168 GP appointments released a month after redesigning repeat prescription and medication review processes – Trent Meadows Medical Practice – Midlands

Case study Summary

Trent Meadows Medical Practice in Staffordshire is made up of 7 GPs serving a patient population of over 11,800.  Repeat prescriptions and medication review processes were consuming a significant amount of time for GPs and the reception team.  To find ways to make the processes more efficient the team participated in the Productive General Practice (PGP) Quick Start programme.  PGP Quick Start is delivered by NHS England and NHS Improvement and part of the Time for Care support available through the General Practice Forward View.


The idea

Redesign the repeat prescription and medication review processes to help release unnecessary GP and reception time, and provide a better service for patients.

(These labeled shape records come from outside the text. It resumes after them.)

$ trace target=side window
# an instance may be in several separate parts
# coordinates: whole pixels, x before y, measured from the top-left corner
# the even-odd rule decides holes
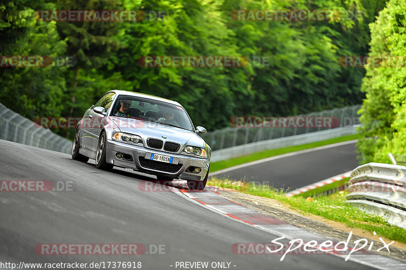
[[[109,93],[107,94],[107,96],[106,98],[103,99],[103,101],[101,101],[101,103],[100,104],[100,106],[103,107],[105,109],[106,109],[106,111],[107,111],[107,110],[109,109],[109,108],[111,106],[112,103],[113,103],[113,100],[114,99],[114,97],[116,96],[116,94],[114,93]]]
[[[94,103],[94,104],[93,104],[93,105],[95,107],[100,107],[100,104],[101,104],[101,102],[104,100],[105,98],[106,98],[106,97],[109,94],[110,94],[110,93],[108,93],[107,94],[106,94],[105,95],[103,95],[103,96],[102,96],[101,98],[99,98],[97,100],[97,101],[96,101]]]
[[[106,111],[109,109],[109,108],[111,106],[113,102],[113,100],[114,99],[114,97],[116,94],[114,93],[108,93],[96,101],[94,103],[95,107],[103,107],[106,109]]]

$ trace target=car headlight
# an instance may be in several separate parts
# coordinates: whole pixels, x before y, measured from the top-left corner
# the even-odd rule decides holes
[[[125,142],[133,142],[138,143],[142,142],[142,139],[138,135],[124,133],[124,132],[116,132],[113,135],[113,139],[116,141],[124,141]]]
[[[196,156],[202,158],[207,157],[207,152],[204,148],[196,147],[194,146],[187,146],[185,147],[183,150],[187,153],[193,153]]]

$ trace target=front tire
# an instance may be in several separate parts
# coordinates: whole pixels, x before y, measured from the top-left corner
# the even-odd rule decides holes
[[[73,143],[72,143],[72,159],[83,162],[87,162],[89,160],[89,158],[79,153],[79,149],[80,149],[79,131],[79,129],[77,129],[75,132],[75,139],[74,139]]]
[[[210,169],[210,166],[209,166],[209,169],[207,170],[207,173],[203,181],[196,181],[194,180],[187,180],[187,187],[189,189],[194,190],[202,190],[206,186],[206,183],[207,183],[207,178],[209,178],[209,170]]]
[[[107,163],[106,161],[106,132],[103,131],[98,139],[97,149],[96,151],[96,168],[105,171],[110,171],[114,165]]]

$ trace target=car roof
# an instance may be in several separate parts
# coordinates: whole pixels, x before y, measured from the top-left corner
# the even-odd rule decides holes
[[[110,91],[109,92],[114,92],[117,95],[126,95],[127,96],[132,96],[133,97],[143,97],[145,98],[149,98],[150,99],[153,99],[154,100],[159,100],[160,101],[163,101],[164,102],[171,103],[182,106],[182,105],[180,104],[179,104],[178,102],[177,102],[176,101],[174,101],[173,100],[167,99],[166,98],[157,97],[156,96],[153,96],[152,95],[148,95],[148,94],[143,94],[142,93],[138,93],[137,92],[127,91],[124,90],[117,90],[115,89]]]

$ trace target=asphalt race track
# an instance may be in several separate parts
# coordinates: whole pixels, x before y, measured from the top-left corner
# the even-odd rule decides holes
[[[254,181],[291,190],[353,170],[358,166],[355,149],[355,143],[352,142],[214,175],[219,178]]]
[[[352,147],[336,150],[350,152]],[[155,182],[154,176],[120,169],[100,171],[91,162],[83,163],[68,155],[4,140],[0,152],[1,180],[46,180],[54,188],[59,184],[57,181],[73,184],[70,190],[0,192],[1,261],[139,261],[147,270],[179,269],[177,261],[205,261],[230,262],[229,268],[244,270],[369,269],[327,254],[287,256],[283,261],[279,255],[234,254],[234,243],[270,243],[279,237],[176,192],[140,188]],[[289,160],[294,165],[302,159]],[[291,170],[291,175],[298,171]],[[140,255],[39,255],[36,246],[44,243],[138,243],[147,250]],[[151,255],[155,250],[151,247],[158,245],[164,245],[164,252]]]

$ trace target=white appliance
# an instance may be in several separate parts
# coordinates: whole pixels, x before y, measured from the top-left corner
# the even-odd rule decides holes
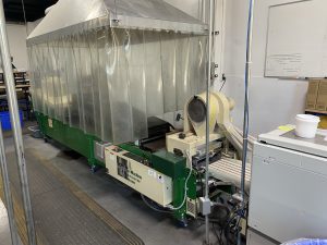
[[[249,226],[276,243],[327,237],[327,142],[292,126],[259,135],[253,150]],[[247,245],[255,243],[247,240]]]

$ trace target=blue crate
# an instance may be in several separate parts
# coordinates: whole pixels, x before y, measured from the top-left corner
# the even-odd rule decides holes
[[[23,111],[20,110],[21,126],[23,126]],[[0,112],[0,121],[3,131],[11,131],[10,113],[9,111]]]

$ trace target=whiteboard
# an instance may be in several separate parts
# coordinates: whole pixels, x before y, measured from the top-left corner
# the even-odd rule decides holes
[[[327,77],[327,0],[269,7],[265,76]]]

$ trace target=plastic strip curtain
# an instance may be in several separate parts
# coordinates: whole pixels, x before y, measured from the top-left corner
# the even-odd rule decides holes
[[[100,27],[28,47],[35,110],[102,140],[147,136],[206,81],[206,36]]]

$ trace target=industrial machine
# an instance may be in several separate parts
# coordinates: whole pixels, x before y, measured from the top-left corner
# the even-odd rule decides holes
[[[211,209],[221,232],[238,233],[243,138],[220,93],[209,97],[202,198],[208,34],[162,0],[59,0],[27,38],[33,103],[46,139],[106,167],[152,208],[183,225]],[[183,128],[159,119],[180,110]]]
[[[247,244],[326,237],[327,142],[298,137],[294,126],[254,144]]]
[[[165,123],[150,138],[105,147],[108,174],[140,192],[183,224],[186,217],[205,211],[205,121],[206,97],[192,97],[184,109],[184,128],[167,131]],[[232,199],[240,184],[240,134],[230,122],[233,101],[223,94],[210,94],[210,197],[219,203]],[[159,121],[160,122],[160,121]],[[152,128],[150,128],[152,130]],[[142,144],[143,142],[143,144]],[[145,142],[145,144],[144,144]],[[246,180],[250,180],[250,167]],[[215,206],[215,205],[214,205]]]

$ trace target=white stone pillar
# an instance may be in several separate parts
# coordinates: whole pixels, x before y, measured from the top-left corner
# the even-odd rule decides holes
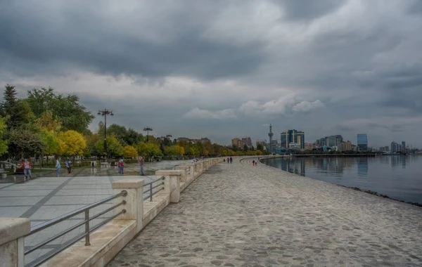
[[[186,165],[179,165],[179,166],[176,166],[174,167],[174,169],[177,170],[180,170],[182,171],[181,176],[180,176],[180,182],[181,183],[186,183],[186,169],[188,168],[187,166]]]
[[[115,181],[111,183],[113,195],[118,194],[122,190],[126,190],[126,197],[119,197],[113,200],[113,204],[117,204],[122,201],[126,201],[126,204],[120,207],[113,210],[113,214],[116,214],[126,209],[123,214],[115,219],[117,220],[136,220],[136,230],[139,232],[142,230],[142,219],[143,217],[143,179],[124,179]]]
[[[179,180],[182,174],[182,171],[179,169],[155,171],[155,175],[157,176],[165,177],[164,193],[170,194],[171,203],[178,203],[180,200]]]
[[[24,236],[30,232],[26,218],[0,218],[0,267],[24,266]]]

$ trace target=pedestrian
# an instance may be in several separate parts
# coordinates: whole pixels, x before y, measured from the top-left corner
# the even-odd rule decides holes
[[[143,173],[143,158],[142,157],[139,159],[139,166],[141,167],[141,175],[143,176],[145,174]]]
[[[119,167],[119,174],[124,174],[124,163],[123,163],[123,159],[119,159],[119,162],[117,163],[117,167]]]
[[[56,159],[56,171],[57,177],[60,177],[60,168],[61,168],[60,162],[58,161],[58,159]]]
[[[68,159],[65,162],[65,165],[66,165],[66,168],[68,168],[68,174],[70,174],[70,171],[72,171],[72,162],[70,159]]]
[[[25,159],[22,165],[21,168],[23,168],[23,175],[25,176],[23,178],[23,181],[25,182],[27,178],[29,181],[31,178],[31,162],[30,162],[27,159]]]

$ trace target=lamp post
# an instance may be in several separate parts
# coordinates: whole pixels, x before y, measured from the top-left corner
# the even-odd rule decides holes
[[[103,110],[98,110],[98,115],[104,116],[104,153],[106,153],[106,158],[107,158],[107,115],[113,116],[114,114],[113,114],[113,110],[105,108]]]
[[[151,127],[146,127],[146,128],[143,128],[143,131],[146,131],[146,141],[148,142],[149,140],[149,138],[148,138],[149,131],[153,131],[153,129]]]

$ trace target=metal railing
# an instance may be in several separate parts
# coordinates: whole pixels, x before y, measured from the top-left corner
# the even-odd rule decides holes
[[[24,254],[27,255],[31,252],[33,252],[34,251],[39,249],[39,248],[44,247],[44,245],[49,244],[49,242],[51,242],[53,240],[56,240],[58,237],[62,237],[62,236],[65,235],[65,234],[67,234],[75,229],[77,229],[79,227],[82,226],[84,225],[85,226],[84,233],[77,235],[76,237],[70,239],[70,240],[66,241],[65,242],[62,244],[58,248],[53,249],[52,251],[47,252],[45,254],[42,255],[41,256],[37,258],[35,260],[31,261],[30,263],[25,264],[25,267],[37,266],[44,263],[49,259],[52,258],[53,256],[54,256],[55,255],[58,254],[59,252],[65,249],[66,248],[70,247],[72,245],[73,245],[75,242],[77,242],[77,241],[80,240],[84,237],[85,237],[85,245],[89,246],[91,245],[90,241],[89,241],[89,234],[95,231],[100,227],[103,226],[104,224],[108,223],[110,221],[117,217],[119,215],[126,213],[126,209],[122,209],[122,211],[106,219],[106,220],[98,223],[97,225],[92,227],[91,228],[90,228],[90,227],[89,227],[89,222],[91,221],[94,220],[94,219],[96,219],[96,218],[99,217],[100,216],[103,215],[103,214],[106,214],[107,212],[111,211],[114,209],[126,204],[126,200],[123,200],[120,203],[116,204],[115,205],[113,205],[113,207],[110,207],[110,208],[108,208],[98,214],[96,214],[94,216],[89,216],[89,210],[96,207],[98,207],[101,204],[106,203],[110,200],[113,200],[115,198],[117,198],[119,197],[126,197],[127,195],[127,192],[126,190],[123,190],[118,194],[112,195],[110,197],[108,197],[107,198],[105,198],[103,200],[98,201],[95,203],[91,204],[88,206],[83,207],[76,209],[72,212],[69,212],[69,213],[63,214],[62,216],[59,216],[58,217],[53,219],[49,221],[46,221],[45,223],[38,224],[38,225],[31,228],[31,232],[29,234],[27,234],[27,235],[25,235],[25,237],[29,235],[33,235],[36,233],[38,233],[44,229],[46,229],[50,226],[55,226],[55,225],[59,223],[60,222],[65,221],[67,219],[69,219],[76,215],[80,214],[82,213],[84,214],[84,219],[83,219],[84,221],[76,223],[75,226],[70,227],[70,228],[68,228],[68,229],[58,233],[57,235],[55,235],[51,237],[50,238],[41,242],[41,243],[39,243],[38,245],[31,247],[30,249],[26,250],[24,252]]]
[[[149,183],[143,185],[144,188],[145,187],[148,188],[147,190],[143,191],[143,194],[146,194],[149,192],[149,195],[147,195],[146,197],[143,197],[143,200],[146,200],[149,198],[150,202],[153,201],[153,196],[154,195],[155,195],[156,193],[158,193],[158,192],[161,191],[162,190],[164,190],[164,179],[165,178],[165,177],[161,176],[160,178],[158,178],[157,180],[153,181],[152,182],[149,182]],[[160,182],[160,181],[162,181],[162,182],[156,183],[158,182]],[[155,185],[154,185],[154,183],[155,183]],[[159,188],[160,186],[161,186],[161,188],[155,190],[154,191],[154,189]]]

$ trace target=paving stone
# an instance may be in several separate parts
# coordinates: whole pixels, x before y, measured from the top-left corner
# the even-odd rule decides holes
[[[183,266],[422,266],[421,221],[421,207],[236,158],[203,174],[108,266],[155,266],[162,254]]]

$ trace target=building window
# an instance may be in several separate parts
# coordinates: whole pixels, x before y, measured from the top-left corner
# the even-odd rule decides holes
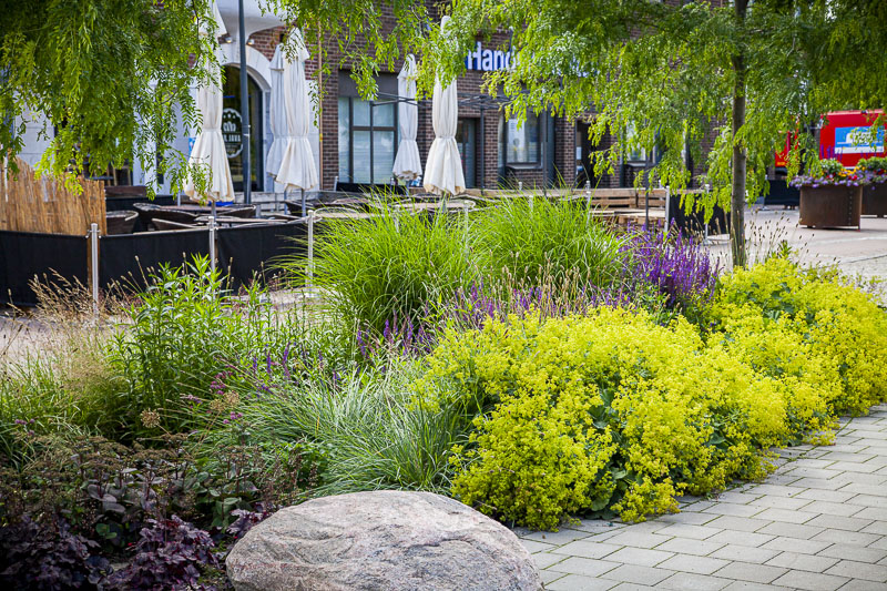
[[[523,123],[517,116],[500,122],[502,124],[502,152],[504,165],[508,164],[539,164],[541,162],[541,144],[539,142],[539,115],[532,111],[527,112]]]
[[[249,167],[253,191],[261,191],[259,181],[264,175],[265,159],[262,145],[264,142],[262,123],[262,89],[247,73],[246,85],[249,88]],[[234,191],[243,191],[243,116],[241,114],[241,69],[236,65],[225,67],[225,83],[222,85],[222,137],[228,155],[231,181]],[[263,183],[264,184],[264,183]]]
[[[339,179],[388,184],[397,153],[397,109],[392,101],[339,96]]]
[[[646,162],[646,150],[634,144],[638,141],[638,130],[634,123],[625,125],[625,162]]]

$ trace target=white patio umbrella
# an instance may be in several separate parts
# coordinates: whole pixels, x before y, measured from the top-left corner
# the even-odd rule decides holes
[[[440,20],[440,30],[446,31],[450,18]],[[459,146],[456,144],[456,128],[459,119],[459,100],[456,80],[445,88],[440,79],[435,80],[435,94],[431,104],[431,124],[435,141],[428,151],[425,164],[425,190],[438,194],[457,195],[465,191],[465,174]]]
[[[213,2],[213,12],[218,27],[216,34],[224,34],[225,24],[222,22],[215,2]],[[201,31],[201,33],[208,34],[206,31]],[[211,82],[197,89],[196,103],[197,111],[201,113],[201,130],[194,140],[187,162],[205,166],[210,175],[210,183],[205,193],[197,194],[194,181],[188,179],[185,194],[192,198],[206,198],[215,207],[216,201],[234,198],[234,184],[231,182],[228,156],[225,152],[225,140],[222,137],[221,71],[212,71],[208,74]]]
[[[294,29],[288,39],[294,43],[296,59],[290,61],[285,55],[284,64],[284,103],[286,104],[287,137],[277,182],[284,188],[302,190],[302,215],[305,215],[305,190],[317,186],[317,169],[314,166],[310,132],[312,104],[308,96],[308,84],[305,81],[305,62],[310,54],[305,49],[302,32]]]
[[[265,159],[265,170],[272,176],[277,176],[281,170],[281,162],[284,160],[286,149],[286,101],[284,100],[284,55],[283,44],[278,44],[271,59],[271,132],[274,141],[268,150],[268,157]],[[279,183],[275,183],[275,192],[282,192]]]
[[[397,74],[397,121],[400,128],[400,144],[397,146],[394,174],[398,179],[412,181],[422,175],[419,144],[416,132],[419,128],[419,105],[416,104],[416,58],[410,53]]]

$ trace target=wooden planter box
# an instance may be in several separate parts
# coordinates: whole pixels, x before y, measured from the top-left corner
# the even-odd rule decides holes
[[[859,227],[863,187],[822,185],[801,187],[801,225],[807,227]]]
[[[887,215],[887,183],[875,183],[863,190],[863,215]]]

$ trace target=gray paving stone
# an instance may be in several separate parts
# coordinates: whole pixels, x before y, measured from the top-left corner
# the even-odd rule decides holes
[[[728,579],[718,579],[692,572],[676,572],[659,583],[656,588],[674,589],[675,591],[720,591],[730,583]]]
[[[847,503],[854,507],[887,508],[887,497],[875,497],[874,495],[856,495],[855,497],[848,499]]]
[[[565,572],[567,574],[582,574],[585,577],[599,577],[606,571],[611,571],[619,567],[616,562],[606,562],[605,560],[591,560],[588,558],[570,557],[562,560],[557,564],[552,564],[548,570],[555,572]]]
[[[827,529],[822,533],[817,533],[812,540],[846,543],[852,546],[869,546],[877,542],[880,536],[877,533],[863,533],[860,531],[846,531],[839,529]]]
[[[779,567],[767,567],[764,564],[752,564],[751,562],[731,562],[723,569],[716,571],[715,577],[724,579],[735,579],[738,581],[750,581],[753,583],[769,583],[787,572],[787,569]]]
[[[771,478],[773,478],[773,477],[771,477]],[[769,479],[768,479],[766,483],[758,485],[757,487],[755,487],[754,490],[755,490],[755,493],[759,493],[759,495],[775,495],[775,496],[778,496],[778,497],[794,497],[795,495],[798,495],[799,492],[804,492],[806,489],[804,489],[802,487],[789,487],[789,486],[785,486],[785,485],[776,485],[776,483],[769,481]]]
[[[612,554],[613,552],[615,552],[621,548],[622,548],[621,546],[609,542],[581,540],[578,542],[570,542],[568,544],[561,546],[560,548],[554,548],[551,550],[551,553],[597,559],[597,558],[603,558],[608,554]]]
[[[754,492],[738,492],[735,490],[727,490],[726,492],[722,492],[721,495],[714,496],[714,500],[716,500],[717,502],[732,502],[732,503],[745,505],[752,502],[758,497],[761,497],[761,495]]]
[[[563,554],[552,554],[551,552],[537,552],[532,557],[538,569],[547,569],[567,558]]]
[[[859,509],[857,509],[858,511]],[[667,516],[662,516],[659,518],[659,521],[664,523],[689,523],[691,526],[704,526],[705,523],[717,519],[716,514],[712,513],[672,513]]]
[[[616,584],[615,581],[608,581],[606,579],[568,574],[552,583],[546,583],[546,589],[549,591],[606,591]]]
[[[720,516],[753,517],[764,509],[764,507],[758,505],[737,505],[733,502],[725,502],[715,505],[714,507],[708,507],[704,512]]]
[[[798,492],[797,497],[814,501],[846,502],[856,497],[856,492],[847,492],[844,490],[807,489]]]
[[[706,541],[717,543],[736,543],[740,546],[748,546],[757,548],[764,546],[775,536],[767,536],[766,533],[753,533],[751,531],[722,531],[708,538]]]
[[[791,538],[781,536],[774,540],[768,541],[762,548],[767,550],[782,550],[785,552],[797,552],[799,554],[816,554],[832,546],[829,542],[819,542],[815,540],[806,540],[799,538]],[[840,558],[840,557],[835,557]]]
[[[539,578],[542,579],[542,584],[546,585],[546,589],[551,589],[548,587],[549,583],[557,581],[562,577],[569,577],[563,574],[562,572],[553,571],[553,570],[540,570]]]
[[[774,521],[773,523],[764,526],[763,528],[755,531],[757,533],[769,533],[773,536],[779,536],[784,538],[799,538],[802,540],[806,540],[824,531],[824,529],[814,526],[802,526],[798,523],[785,523],[781,521]]]
[[[748,581],[734,581],[724,588],[724,591],[791,591],[787,587],[751,583]]]
[[[695,572],[696,574],[712,574],[714,571],[730,564],[728,561],[720,558],[691,557],[677,554],[660,564],[660,568],[671,569],[681,572]]]
[[[840,529],[846,531],[859,531],[871,523],[871,519],[861,519],[857,517],[840,517],[822,514],[807,521],[807,526],[818,526],[820,528]]]
[[[810,499],[801,498],[801,495],[796,497],[777,497],[777,496],[767,496],[761,497],[752,501],[752,506],[754,507],[763,507],[763,508],[774,508],[774,509],[793,509],[797,510],[802,507],[809,505],[812,501]],[[809,511],[809,509],[804,509],[805,511]]]
[[[721,516],[717,519],[706,523],[706,526],[710,528],[717,528],[728,531],[757,531],[765,526],[769,526],[771,523],[773,523],[773,521],[752,517]]]
[[[704,540],[711,538],[722,530],[708,526],[691,526],[690,523],[672,523],[665,529],[657,532],[660,536],[680,536],[681,538],[691,538],[693,540]]]
[[[768,560],[775,558],[778,554],[779,554],[778,550],[767,550],[766,548],[750,548],[747,546],[738,546],[731,543],[718,550],[715,550],[708,556],[712,558],[721,558],[724,560],[738,560],[741,562],[756,562],[758,564],[765,564]]]
[[[838,577],[864,579],[866,581],[875,581],[877,583],[887,583],[887,567],[869,564],[868,562],[842,560],[830,569],[826,570],[825,573],[837,574]]]
[[[623,564],[605,573],[605,579],[622,581],[634,584],[655,585],[660,581],[674,574],[673,570],[655,567],[638,567],[636,564]]]
[[[846,543],[834,543],[819,552],[820,557],[839,558],[843,560],[858,560],[861,562],[877,562],[887,557],[887,550],[878,548],[863,548]]]
[[[765,519],[767,521],[781,521],[783,523],[806,523],[816,513],[808,513],[806,511],[792,511],[789,509],[764,509],[757,513],[757,519]]]
[[[553,543],[554,546],[563,546],[564,543],[574,540],[588,538],[590,533],[587,531],[577,531],[574,529],[561,528],[560,531],[533,531],[521,536],[524,540],[533,540],[536,542]]]
[[[859,511],[856,505],[832,501],[812,501],[809,505],[804,507],[804,510],[810,513],[825,513],[829,516],[842,517],[849,517]]]
[[[704,557],[711,554],[723,543],[716,543],[708,540],[693,540],[691,538],[672,538],[665,543],[656,547],[656,550],[665,550],[667,552],[675,552],[681,554],[693,554]]]
[[[625,527],[628,526],[624,523],[606,521],[603,519],[580,519],[577,523],[570,523],[571,529],[587,531],[594,534],[610,533],[613,531],[619,531]]]
[[[526,548],[527,551],[530,552],[530,553],[533,553],[533,552],[546,552],[546,551],[551,550],[552,548],[554,548],[554,546],[552,546],[550,543],[537,542],[534,540],[524,540],[523,538],[520,539],[520,543],[522,543],[523,548]]]
[[[797,552],[782,552],[777,557],[766,561],[766,564],[771,564],[773,567],[784,567],[793,570],[823,572],[827,568],[837,563],[837,561],[838,559],[836,558],[799,554]]]
[[[634,533],[631,529],[613,536],[606,543],[616,546],[635,546],[638,548],[655,548],[662,542],[671,540],[671,536],[660,536],[659,533]]]
[[[865,509],[855,512],[853,517],[859,519],[887,521],[887,507],[866,507]]]
[[[795,480],[794,485],[802,488],[815,488],[820,490],[837,490],[845,485],[836,478],[802,478]]]
[[[884,591],[884,583],[850,579],[840,588],[840,591]]]
[[[669,542],[665,542],[669,543]],[[664,544],[663,544],[664,546]],[[650,550],[648,548],[623,548],[616,550],[606,560],[622,562],[624,564],[640,564],[641,567],[655,567],[674,556],[674,552],[663,552],[662,550]]]
[[[803,570],[789,570],[775,581],[773,584],[781,584],[789,589],[803,589],[805,591],[835,591],[846,583],[846,577],[833,577],[822,572],[807,572]]]

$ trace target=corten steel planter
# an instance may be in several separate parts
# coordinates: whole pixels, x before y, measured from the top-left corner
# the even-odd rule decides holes
[[[887,215],[887,183],[873,183],[863,190],[863,215]]]
[[[859,227],[863,187],[820,185],[801,187],[801,225],[807,227]]]

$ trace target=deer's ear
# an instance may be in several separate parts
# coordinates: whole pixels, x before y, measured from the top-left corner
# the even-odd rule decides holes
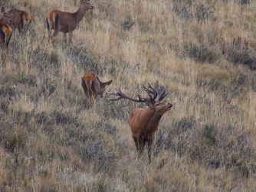
[[[2,8],[1,8],[1,11],[2,11],[2,13],[5,12],[5,7],[4,7],[4,6],[2,7]]]
[[[110,81],[107,81],[107,82],[105,82],[105,83],[100,83],[100,86],[101,87],[105,87],[106,86],[108,86],[110,85],[111,83],[112,83],[112,80],[110,80]]]

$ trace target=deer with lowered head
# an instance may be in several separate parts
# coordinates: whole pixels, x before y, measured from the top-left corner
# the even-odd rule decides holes
[[[9,15],[11,16],[11,14]],[[0,18],[0,47],[4,51],[8,51],[8,47],[12,35],[11,19]]]
[[[13,27],[14,29],[18,29],[18,31],[24,35],[31,22],[31,16],[30,14],[16,8],[6,11],[5,7],[2,7],[1,11],[3,13],[3,21],[8,21],[11,19],[11,27]]]
[[[100,96],[101,98],[106,90],[106,86],[110,85],[112,80],[101,82],[99,77],[94,73],[85,73],[82,76],[81,86],[83,87],[85,96],[89,99],[89,105],[93,106],[94,99]]]
[[[74,13],[64,12],[59,10],[51,11],[46,17],[47,28],[48,31],[48,42],[52,37],[56,37],[60,31],[63,32],[64,41],[71,43],[73,31],[77,28],[79,22],[83,19],[87,10],[93,9],[90,0],[80,0],[78,10]],[[54,30],[53,34],[51,31]]]
[[[158,91],[150,84],[149,84],[149,87],[143,86],[143,88],[149,95],[149,98],[143,98],[139,95],[138,99],[133,99],[125,95],[120,89],[115,90],[113,93],[107,92],[107,93],[117,96],[117,98],[109,99],[110,101],[126,99],[133,102],[144,103],[147,106],[146,109],[138,108],[133,110],[128,123],[132,131],[139,156],[143,153],[144,146],[147,143],[148,158],[150,163],[151,145],[154,134],[162,116],[171,109],[172,104],[164,99],[169,94],[166,93],[166,89],[164,86],[162,85],[160,86],[161,89],[159,89]]]

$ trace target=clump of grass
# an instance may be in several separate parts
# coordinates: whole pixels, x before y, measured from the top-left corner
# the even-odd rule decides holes
[[[184,49],[185,54],[187,57],[194,59],[199,63],[208,62],[212,63],[219,58],[217,53],[204,45],[196,46],[189,44],[184,47]]]

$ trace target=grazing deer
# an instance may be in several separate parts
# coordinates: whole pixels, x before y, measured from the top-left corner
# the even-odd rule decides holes
[[[94,73],[85,73],[82,76],[81,85],[86,97],[89,97],[89,104],[92,106],[97,96],[103,97],[106,86],[110,85],[112,80],[103,83]]]
[[[77,28],[79,22],[83,19],[87,10],[93,9],[90,0],[80,0],[78,10],[74,13],[64,12],[59,10],[51,11],[46,17],[47,28],[48,31],[48,42],[53,37],[61,31],[64,34],[64,41],[67,41],[68,33],[68,41],[72,41],[73,31]],[[54,30],[53,34],[51,31]]]
[[[139,108],[133,110],[128,122],[139,156],[143,151],[145,144],[147,142],[148,157],[150,163],[151,145],[154,134],[162,116],[165,112],[171,109],[172,104],[163,100],[169,94],[166,93],[164,86],[161,86],[161,89],[158,91],[153,88],[150,84],[148,88],[144,86],[143,88],[143,90],[147,93],[149,98],[142,98],[139,95],[138,99],[133,99],[122,93],[120,89],[115,90],[113,93],[107,92],[107,93],[118,96],[117,98],[109,99],[110,101],[127,99],[133,102],[145,103],[148,106],[146,109]],[[158,99],[156,100],[157,97]]]
[[[3,13],[2,19],[4,21],[11,19],[11,26],[14,29],[17,28],[22,35],[27,32],[31,22],[30,14],[16,8],[5,11],[5,7],[2,7],[1,11]]]
[[[12,21],[9,19],[0,18],[0,47],[4,51],[8,51],[8,47],[12,35]]]

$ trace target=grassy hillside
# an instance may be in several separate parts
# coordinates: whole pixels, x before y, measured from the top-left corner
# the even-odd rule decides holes
[[[256,2],[90,2],[73,44],[60,34],[44,53],[47,12],[79,0],[0,0],[33,18],[0,61],[0,191],[254,191]],[[105,96],[88,109],[85,72],[133,96],[147,83],[172,93],[151,164],[127,124],[146,106]]]

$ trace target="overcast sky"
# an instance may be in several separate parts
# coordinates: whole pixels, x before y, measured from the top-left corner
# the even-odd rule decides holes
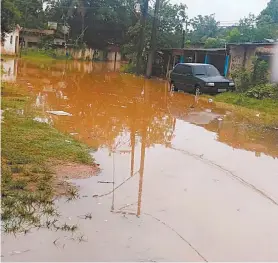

Over 50 hours a week being utilised

The practice formed a focus group made up of a GP Partner, the practice’s clinical pharmacist and office manager, to drive forward the project.  The group began by gathering feedback from the GPs and reception about where they felt time was being wasted in the current processes.  From here they process mapped the different steps it took for the practice to deal with medication requests and reviews, involving the whole practice team for their input.  The visual presentation of the process map helped the team identify where the problem areas lay.

  • The practice received from 200 to 300 repeat prescription requests per day which came in through multiple channels including email, online, hard copy and in person. This was time consuming for reception to monitor.
  • Duplicate requests were being made where both the community pharmacist and the patient would make a request for medication.
  • A culture had developed where same day requests were accepted and turned around within 24 hours. Most were not urgent but due to the patient not having submitted the request in good time.
  • Some medication reviews conducted by phone should have been face to face, in order to conduct investigations, discuss bloods and what tests the patient may need.
  • Medication reviews were managed reactively and booked when a patient had run out of their allocated repeat prescriptions, but before the relevant checks had been undertaken. This led to important data such as recent blood pressures being unavailable at the review.  A new appointment would have to be scheduled for when the data was available.

Over one week an audit was carried out to measure how much of the team’s time was being taken up.

  • GPs were collectively spending 6 hours per week on calls for medication reviews. An analysis of a sample of 78 calls found that 58 would have been more appropriate as a face to face appointment as they required further investigation.
  • GPs were spending 5 hours per week on medication review queries received from the hospital.
  • The practice’s nurses were spending 20 hours per week on long term conditions reviews where they were unable to issue the relevant prescription because it had to go to either a GP or prescriber.
  • Reception staff were spending 10.5 hours per week calling patients about medication queries, plus a further 9 hours chasing up additional checks.

The current processes were utilising a staggering 50 hours per week of the practice team’s time.

Making processes work better for staff and patients

Understanding the time wasted and issues with the current processes helped get all staff on board to support the changes the group put forward to make the way the practice worked better.  All the staff engaged in understanding the problems with the current processes and proposing solutions. This created buy-in to a range of improvements.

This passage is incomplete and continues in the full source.